All,

This thread touches on day one bgp architecture bug where the BGP spec is too vague on what should be considered as valid next hop.

Most implementations today go as far as checking if the next hop can be resolved in RIB and if so consider the path as valid and eligible for best path selection.

Well clearly that approach is not working well in IXP setup as there can be peers on a connected subnet which went down 179 seconds ago and we are still blackholing by pushing the traffic to such next hops.

In reality the situation get's worse even in intradomain cases where operators use encapsulation via the domain while IGP does install the route to a next hop. The encap path can be broken while the BGP thinks it is all cool and keep blasting traffic towards it.

It has been observed as a real issue in number of networks and Rajiv few years back wrote a draft to fix it .. https://datatracker.ietf.org/doc/html/draft-ietf-idr-bgp-bestpath-selection-criteria-12 Well as lot's of useful real BGP protocol extensions in IDR it died.

So to the top of this thread IMHO we should not put BFD state in BGP. That's as ugly as BGP-LS.

Instead each peer should be able to periodically test reachability to a peer (bgp nh) in the data plane and only then consider the path is valid for BGP best path selection.
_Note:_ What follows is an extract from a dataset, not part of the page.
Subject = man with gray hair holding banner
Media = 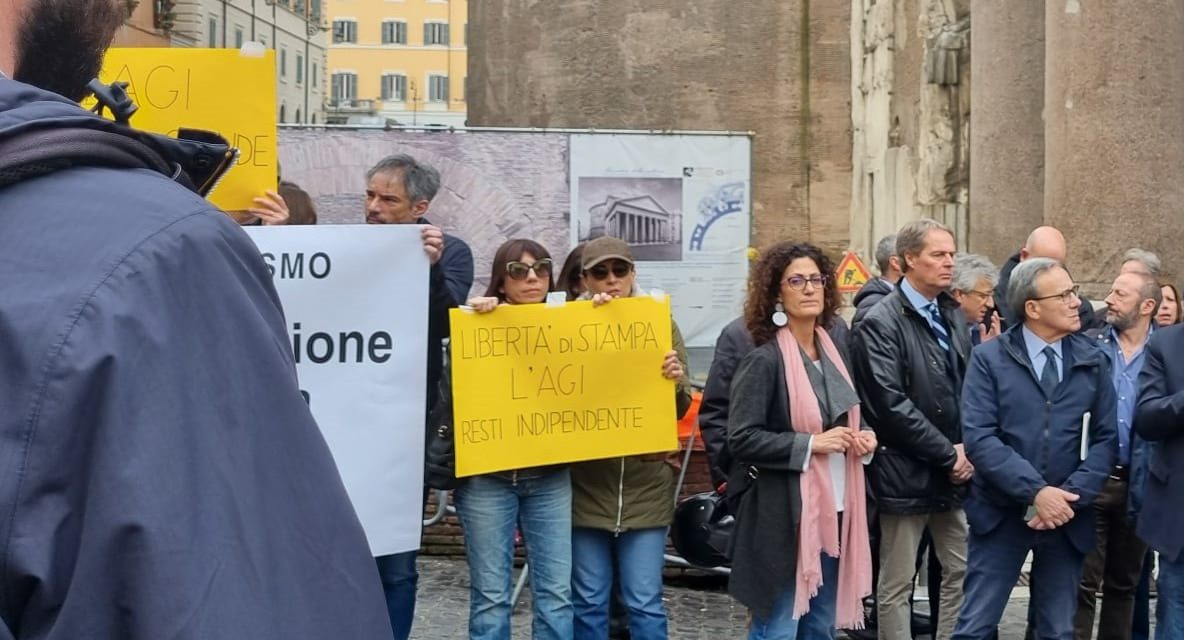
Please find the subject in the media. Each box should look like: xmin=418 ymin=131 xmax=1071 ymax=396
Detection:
xmin=364 ymin=153 xmax=475 ymax=640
Would running even ICMP to a nh peer every second be an overkill ? I don't think so but I am sure there would be some who think it would.

Best,

On Sun, Dec 22, 2024 at 2:05 PM Mark Tinka <mark@tinka.africa> wrote:

On 12/22/24 14:15, Nick Hilliard wrote:

> As a separate issue, hold timers should generally be of a comparable
> order of magnitude to the non-availability effect they're attempting
> to mitigate. Inter-domain routing convergence is often measured in
> minutes rather than seconds. So even if the protocol layer worked at
> IXPs without causing control plane meltdown, it's still a mechanism
> which which has a trigger timer two orders of magnitude faster than
> the general case of DFZ reconvergence. I can't see that this would
> help overall inter-domain routing stability.

I think this is the fundamental question.

BGP is stable and scales well given its global scope, not only because
it turns like a tanker, but because we accept that it turns like a tanker.

Now, in a world of TikTok Brain and Uber Eats where we are used to
getting what we want instantly, imposing that on to BGP, even if
sneakily, is probably not something we want. At least not at a global scale.

Mark.